Testimony by ex-UM quarterback Kyle Wright that substantiated six NCAA allegations was tainted, says UM’s motion to dismiss the case.

04/06/2013 12:00 AM

08/10/2014 10:55 PM

One of the points of contention in the NCAA’s ongoing battle with the University of Miami is that UM wants an incriminating interview with former Hurricanes quarterback Kyle Wright tossed from being used as evidence, three sources told The Miami Herald.

Wright, whose name was redacted (and instead identified as “Student 1”) from the version of UM’s motion to dismiss recently leaked to the public, was interviewed by the NCAA on Feb. 24, 2012, an interview that “should have been expunged from the record,” according to UM’s motion filed March 29.

UM contends that the questions asked could have been “improperly influenced by information that the enforcement staff had received” from the December 2011 deposition of former UM equipment room worker Sean Allen.

The 45-page motion states that during the interview, Wright provided information “used to substantiate” six allegations against Miami.

In an October 2012 story, The Miami Herald reported that Allen was asked by the NCAA about at least two trips that Allen claimed he and Michael Huyghue, then UM booster Nevin Shapiro’s former business partner, took with Wright in 2005.

One trip was to the Bahamas and another to a Snoop Dogg concert at the Joe Louis Arena in Detroit, where they stayed at the Ritz Carlton. Wright was a sophomore then.

But Allen was never questioned during his December 2011 deposition about those trips. He was asked about whether he or Shapiro provided money or extra benefits to Wright and numerous other football players at UM.

UM’s position is that such information was supposed to be removed as evidence by the NCAA because Wright would have never offered it had he not known Allen had been deposed.

After hiring an outside law firm to conduct an investigation of the NCAA’s enforcement-related handling of the case, college athletics’ governing body said it removed all “tainted” evidence tied to two bankruptcy-related depositions conducted by Shapiro’s lawyer, Maria Elena Perez. The final report made public by the NCAA in February said Perez was paid to improperly obtain the information during the depositions of Allen and Huyghue. The NCAA does not have subpoena power.

“The Notice [of Allegations] contained several allegations that were substantiated either completely or in large measure from testimony provided by [Wright] in his February 24, 2012, interview,” UM wrote in its motion.

Two sources said that Friday was the deadline for the NCAA to file its response to multiple motions-to-dismiss by UM lawyers and several former coaches. Each said they hadn’t heard if that had happened as of late in the day.

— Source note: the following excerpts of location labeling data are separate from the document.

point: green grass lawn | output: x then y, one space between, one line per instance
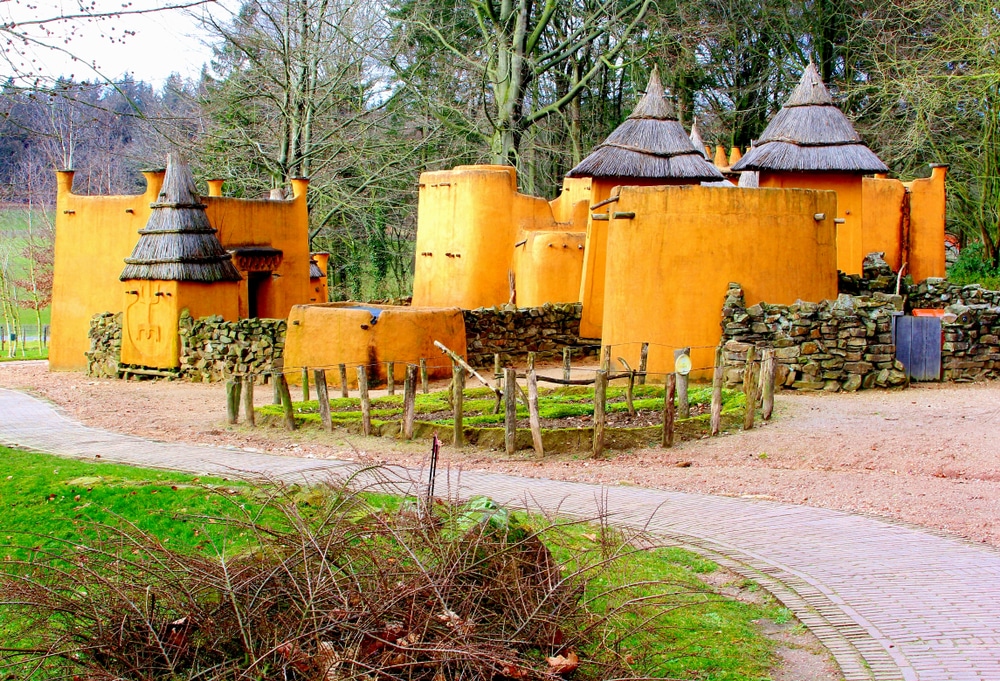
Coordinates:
47 501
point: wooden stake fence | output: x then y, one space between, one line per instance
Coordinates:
248 413
458 397
323 397
366 405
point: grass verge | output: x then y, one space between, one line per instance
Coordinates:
658 616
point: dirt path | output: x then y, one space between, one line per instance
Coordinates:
929 455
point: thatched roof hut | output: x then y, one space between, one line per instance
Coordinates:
178 243
650 144
811 134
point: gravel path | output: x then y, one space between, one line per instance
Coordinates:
929 455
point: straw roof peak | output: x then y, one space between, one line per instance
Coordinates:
811 133
178 243
811 90
696 139
650 144
654 103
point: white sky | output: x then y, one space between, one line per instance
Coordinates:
165 41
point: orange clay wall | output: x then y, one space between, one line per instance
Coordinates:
927 225
850 208
470 222
882 211
592 278
323 336
668 269
94 235
281 224
151 311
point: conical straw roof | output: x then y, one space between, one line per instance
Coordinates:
811 134
651 143
696 139
178 243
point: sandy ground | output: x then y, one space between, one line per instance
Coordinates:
929 455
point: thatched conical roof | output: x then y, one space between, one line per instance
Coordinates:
697 141
811 134
178 243
651 144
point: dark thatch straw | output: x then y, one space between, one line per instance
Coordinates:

An NCAA spokeswoman did not respond to a phone message and email left by The Miami Herald.

The Associated Press reported Friday that Wright “appears several times in the notice of allegations against Miami, and that he is one of 48 players the NCAA said received ‘VIP access and beverage service’ from Shapiro at Miami nightclubs between 2002 and 2009; He was also one of 38 players the NCAA said was entertained at Shapiro’s home, one of 18 who received invitations to bowling alley outings from the former booster, and one of seven who dined with him at a Benihana restaurant.

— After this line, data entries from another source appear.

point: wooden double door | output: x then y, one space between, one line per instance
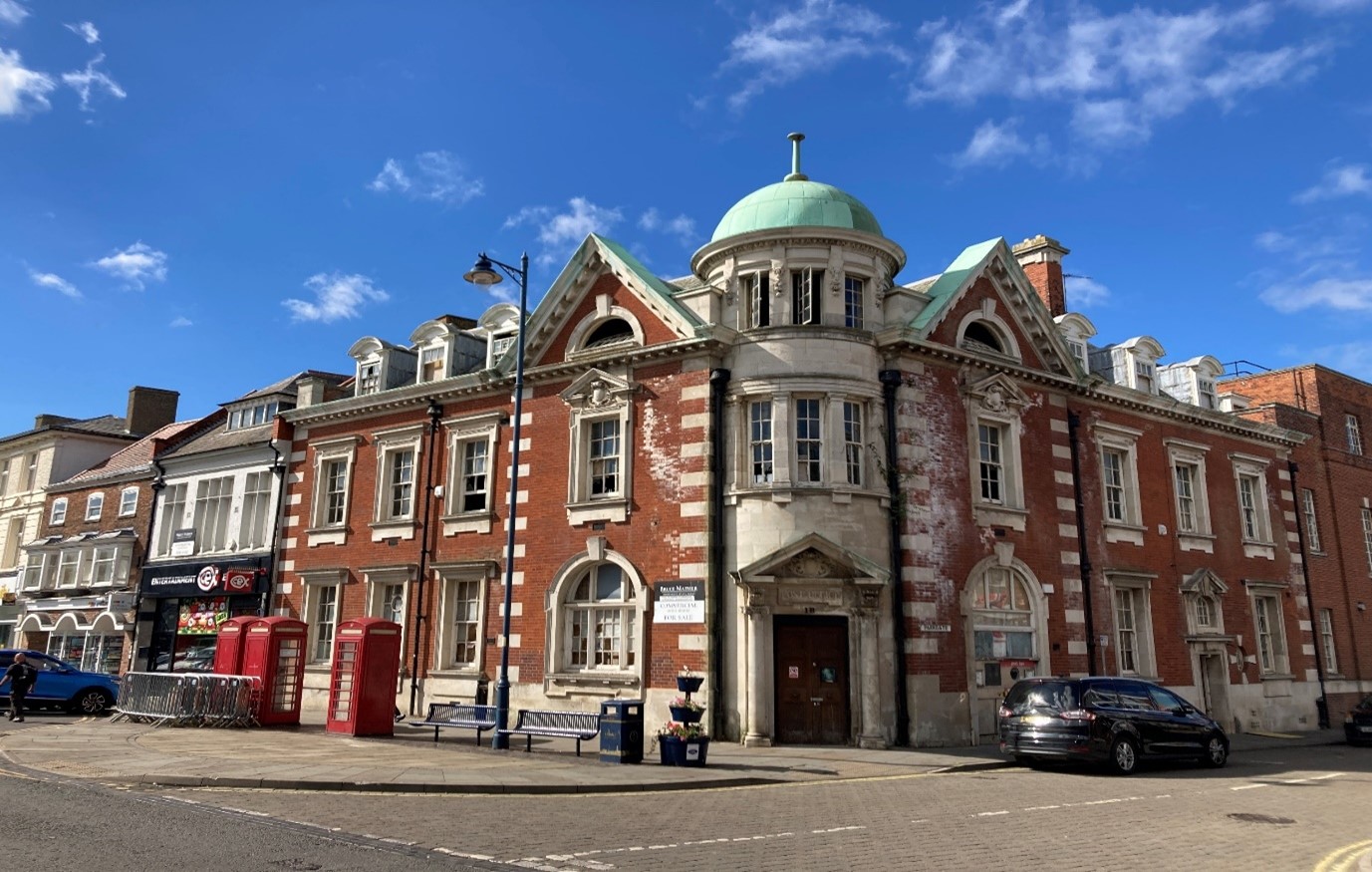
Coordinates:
810 658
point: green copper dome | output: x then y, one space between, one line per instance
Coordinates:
796 203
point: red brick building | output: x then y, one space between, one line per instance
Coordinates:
894 498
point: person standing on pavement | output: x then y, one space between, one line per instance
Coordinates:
21 678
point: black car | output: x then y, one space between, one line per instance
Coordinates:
1357 726
1117 722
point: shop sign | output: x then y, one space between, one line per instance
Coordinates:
182 542
680 602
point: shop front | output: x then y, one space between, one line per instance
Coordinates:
182 606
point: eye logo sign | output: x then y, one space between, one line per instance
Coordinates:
207 578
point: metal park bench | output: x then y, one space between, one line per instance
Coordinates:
459 715
567 724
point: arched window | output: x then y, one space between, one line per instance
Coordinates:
1003 625
601 621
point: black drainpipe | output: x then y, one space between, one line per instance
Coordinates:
435 411
889 382
715 530
1321 706
158 483
1073 435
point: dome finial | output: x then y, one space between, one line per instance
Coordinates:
794 159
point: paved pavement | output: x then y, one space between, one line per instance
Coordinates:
309 758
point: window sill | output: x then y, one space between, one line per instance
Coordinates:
1117 531
468 522
383 530
989 515
326 536
612 509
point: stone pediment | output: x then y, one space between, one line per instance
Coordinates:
814 559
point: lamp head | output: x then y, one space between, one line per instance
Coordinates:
483 272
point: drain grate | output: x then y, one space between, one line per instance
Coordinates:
1261 818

“Wright, also according to the [NOA] against Miami, received at least $1,824 in impermissible benefits ‘in an effort to secure signing with Axcess Sports.’ ”

UM also said the NCAA informed it several times that it was Wright who “reached out” to request being interviewed, but that Wright told a UM outside counsel that “he did not contact the NCAA.”

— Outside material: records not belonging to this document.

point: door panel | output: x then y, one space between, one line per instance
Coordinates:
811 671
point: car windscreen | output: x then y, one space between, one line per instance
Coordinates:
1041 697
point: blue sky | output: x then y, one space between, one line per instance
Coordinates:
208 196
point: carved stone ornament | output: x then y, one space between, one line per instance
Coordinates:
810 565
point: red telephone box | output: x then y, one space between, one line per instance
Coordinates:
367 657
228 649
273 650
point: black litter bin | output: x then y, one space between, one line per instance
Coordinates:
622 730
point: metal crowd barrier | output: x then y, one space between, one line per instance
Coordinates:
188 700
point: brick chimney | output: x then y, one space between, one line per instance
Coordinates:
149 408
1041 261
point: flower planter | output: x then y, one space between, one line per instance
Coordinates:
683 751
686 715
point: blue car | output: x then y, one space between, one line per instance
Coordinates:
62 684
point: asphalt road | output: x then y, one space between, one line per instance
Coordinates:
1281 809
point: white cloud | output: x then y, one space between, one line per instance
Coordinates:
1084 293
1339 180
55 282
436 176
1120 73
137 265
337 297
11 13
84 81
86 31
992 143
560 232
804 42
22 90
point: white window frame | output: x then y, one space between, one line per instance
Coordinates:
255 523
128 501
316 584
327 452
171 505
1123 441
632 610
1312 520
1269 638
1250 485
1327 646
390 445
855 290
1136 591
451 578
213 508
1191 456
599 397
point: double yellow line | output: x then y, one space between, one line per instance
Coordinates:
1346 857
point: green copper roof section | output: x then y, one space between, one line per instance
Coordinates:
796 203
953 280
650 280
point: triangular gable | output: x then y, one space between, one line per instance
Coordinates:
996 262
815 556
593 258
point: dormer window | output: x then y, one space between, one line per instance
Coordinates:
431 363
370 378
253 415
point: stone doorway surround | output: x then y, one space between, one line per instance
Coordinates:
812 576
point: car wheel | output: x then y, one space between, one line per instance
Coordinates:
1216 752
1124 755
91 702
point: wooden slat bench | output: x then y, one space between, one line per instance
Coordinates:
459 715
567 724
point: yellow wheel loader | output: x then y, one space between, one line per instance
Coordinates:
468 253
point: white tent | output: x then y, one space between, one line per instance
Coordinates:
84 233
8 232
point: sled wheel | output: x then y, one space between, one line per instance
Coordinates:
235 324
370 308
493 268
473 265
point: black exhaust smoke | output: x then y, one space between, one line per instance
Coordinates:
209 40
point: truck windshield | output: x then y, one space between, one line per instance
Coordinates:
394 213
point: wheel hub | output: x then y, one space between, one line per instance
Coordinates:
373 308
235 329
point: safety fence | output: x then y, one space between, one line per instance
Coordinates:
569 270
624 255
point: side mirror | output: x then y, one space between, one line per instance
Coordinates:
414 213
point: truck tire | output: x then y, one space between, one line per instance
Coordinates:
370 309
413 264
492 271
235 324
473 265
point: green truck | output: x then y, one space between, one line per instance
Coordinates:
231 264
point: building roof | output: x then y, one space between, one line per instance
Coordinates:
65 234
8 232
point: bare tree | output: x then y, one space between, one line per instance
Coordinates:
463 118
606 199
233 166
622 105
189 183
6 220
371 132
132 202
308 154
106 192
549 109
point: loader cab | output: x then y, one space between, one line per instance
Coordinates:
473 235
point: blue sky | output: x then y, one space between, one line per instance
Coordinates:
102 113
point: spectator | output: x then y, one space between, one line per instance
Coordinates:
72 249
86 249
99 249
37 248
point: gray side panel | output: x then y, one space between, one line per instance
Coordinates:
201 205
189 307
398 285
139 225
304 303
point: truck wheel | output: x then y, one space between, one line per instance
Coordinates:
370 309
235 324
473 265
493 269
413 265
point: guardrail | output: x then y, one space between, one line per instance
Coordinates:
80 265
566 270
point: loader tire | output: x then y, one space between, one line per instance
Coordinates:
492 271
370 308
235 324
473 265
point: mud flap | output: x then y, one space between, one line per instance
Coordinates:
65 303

UM reported that Wright said former investigator Rich Johanningmeier contacted him to request the interview.

“Going into [the interview] I did know that, you know, Allen was involved in a deposition two weeks prior to my call, so I knew that the information had been given to the NCAA,” Wright is quoted as saying. “I live and work a normal job just like everybody else, and really the last thing I wanted to do was, you know, have my name mixed up in this and have my family’s named mixed up in this.”

Wright “stated the only reason he responded to the NCAA’s interview request was because he was aware Allen had been deposed on the matter.”

The two indicated, UM wrote, that “they had a friendly relationship.”

UM wrote in its motion to dismiss: “Given that [Wright] never would have agreed to be interviewed by the enforcement staff were it not for his knowledge that Allen had been deposed, [Wright’s] interview should have been completely expunged from the investigative record and the Notice devoid of allegations that were charged based” on his testimony.

“… If the enforcement staff could not properly investigate itself to sufficiently ‘cleanse’ the investigative record [even with outside help], how can [UM] have confidence that the enforcement staff competently carried out the investigation?”

Miami Herald staff writers Barry Jackson and Jay Weaver contributed to this report.